Direktorat Pakan ibarat bayi yang baru lahir tentunya membutuhkan suatu perencanaan tata kelola yang diharapkan akan mampu menjawab berbagai tantangan dan persoalan yang menumpuk didepan mata. Hampir semuanya tahu permasalahan terkait pakan saat ini, ya bisa dibilang complicated!. Bukan saja masalah teknis tapi juga massalah non teknis, dan sudah barang tentu akan menjadi tugas berat bagi direktorat pakan kedepan. Dari sisi peran sebagai regulator, pemerintah melalui Direktorat ini harus mampu menjamin bagaimana sistem tata kelola pakan menjadi efektif, termasuk didalamnya bertanggungjawab dalam perumusan kebijakan dan standar, riset dan perekayasaan, pengawasan mutu, manajemen sistem logistik, stabilitas harga, jaminan ketersediaan bahan baku, dan fasilitasi penggembangan industri pakan nasional.
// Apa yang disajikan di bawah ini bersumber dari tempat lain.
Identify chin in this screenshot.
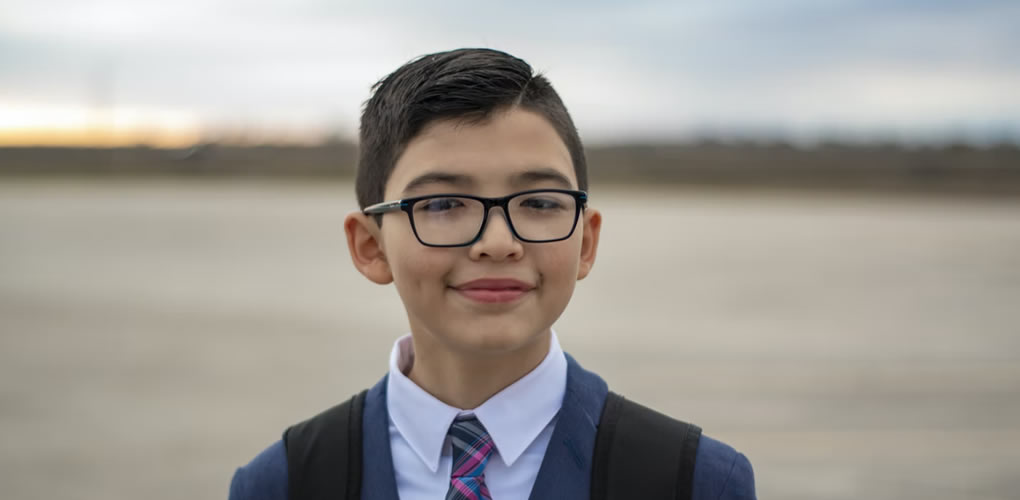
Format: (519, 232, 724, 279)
(452, 322, 548, 355)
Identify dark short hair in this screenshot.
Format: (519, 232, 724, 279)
(356, 48, 588, 212)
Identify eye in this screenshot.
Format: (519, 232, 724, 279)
(416, 197, 466, 213)
(519, 196, 566, 210)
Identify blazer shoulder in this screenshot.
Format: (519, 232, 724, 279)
(229, 440, 289, 500)
(693, 434, 756, 500)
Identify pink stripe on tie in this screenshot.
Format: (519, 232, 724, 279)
(453, 440, 494, 477)
(453, 479, 478, 500)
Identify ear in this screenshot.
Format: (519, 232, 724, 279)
(576, 207, 602, 281)
(344, 211, 393, 285)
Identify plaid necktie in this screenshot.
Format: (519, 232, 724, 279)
(445, 416, 495, 500)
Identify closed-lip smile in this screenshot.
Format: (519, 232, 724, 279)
(451, 278, 535, 303)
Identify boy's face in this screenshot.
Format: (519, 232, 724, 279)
(345, 108, 601, 359)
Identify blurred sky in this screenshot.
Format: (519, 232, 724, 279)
(1, 0, 1019, 146)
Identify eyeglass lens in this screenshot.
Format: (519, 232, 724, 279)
(410, 191, 577, 246)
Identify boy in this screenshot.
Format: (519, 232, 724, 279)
(230, 48, 755, 500)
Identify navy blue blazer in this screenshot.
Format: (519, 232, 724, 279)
(230, 354, 755, 500)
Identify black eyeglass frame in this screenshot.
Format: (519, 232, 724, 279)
(362, 188, 589, 248)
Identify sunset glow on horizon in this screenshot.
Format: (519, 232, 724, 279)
(0, 128, 201, 148)
(0, 103, 337, 147)
(0, 102, 201, 147)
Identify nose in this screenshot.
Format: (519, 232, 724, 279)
(469, 207, 522, 261)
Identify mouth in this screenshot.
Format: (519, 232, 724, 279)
(451, 278, 535, 304)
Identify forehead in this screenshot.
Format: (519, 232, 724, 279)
(385, 108, 576, 199)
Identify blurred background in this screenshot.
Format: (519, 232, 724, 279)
(2, 1, 1019, 499)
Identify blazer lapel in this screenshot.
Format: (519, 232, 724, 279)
(361, 375, 400, 500)
(528, 353, 609, 500)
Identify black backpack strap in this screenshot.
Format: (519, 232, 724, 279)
(282, 390, 367, 500)
(591, 391, 702, 500)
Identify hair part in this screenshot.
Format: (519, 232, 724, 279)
(356, 48, 588, 215)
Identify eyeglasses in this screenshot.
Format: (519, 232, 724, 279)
(363, 188, 588, 247)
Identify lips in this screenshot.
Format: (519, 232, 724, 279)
(452, 278, 535, 304)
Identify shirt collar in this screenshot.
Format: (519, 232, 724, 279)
(386, 330, 568, 473)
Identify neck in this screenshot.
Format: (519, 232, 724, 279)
(406, 329, 552, 409)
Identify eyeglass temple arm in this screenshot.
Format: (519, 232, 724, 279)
(362, 200, 403, 215)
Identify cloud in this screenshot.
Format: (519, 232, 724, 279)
(1, 0, 1018, 144)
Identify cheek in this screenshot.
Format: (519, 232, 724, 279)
(382, 224, 441, 285)
(390, 247, 456, 297)
(538, 240, 582, 284)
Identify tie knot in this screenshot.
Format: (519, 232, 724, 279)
(448, 416, 495, 479)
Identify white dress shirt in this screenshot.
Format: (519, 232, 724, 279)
(385, 330, 568, 500)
Kesemuannya itu tentunya mengerucut pada satu tujuan utama yaitu “efesiensi”, dimana pada akhirnya akan menentukan tingkat daya saing perikanan budidaya nasional khususnya pada usaha-usaha skala kecil. Terlebih dalam hitungan bulan, kita sudah dihadapkan pada pemberlakuan Masyarakat Ekonomi Asean (MEA), dimana tantangan utama yang menjadi kelemahan kita adalah pada faktor daya saing yang disebabkan tingkat efesiensi rendah (high cost).
Direktorat pakan sebagai direktorat teknis yang baru dengan seabrek tantangan sudah seharusnya bergerak cepat untuk menyusun sebuah rencana strategis baik jangka pendek,  maupun jangka menengah. Upaya yang perlu segera dilakukan adalah segera menyusun sebuah road map sekaligus action plan yang bersifat strategis dengan melibatkan seluruh pemangku kepentingan terkait. Roadmap dan actionplan merupakan penjabaran dari tupoksi yang ada, dimana didalamnya paling tidak memuat hal-hal pokok strategis yg harus segera dilakukan, meliputi (1) pedoman, norma dan standar; (2) riset dan perekayasaan yang fokus pada peningkatan efesiensi, mutu dan pengendalian dampak lingkungan; (3) pengawasan; (4) sistem tata niaga dan logistik; (5) ketersediaan bahan baku; (6) fasilitasi pengembangan industri pakan dan kemitraan; (7) kontrol dan pengendalian harga; dan (8) pegembangan sumberdaya manusia.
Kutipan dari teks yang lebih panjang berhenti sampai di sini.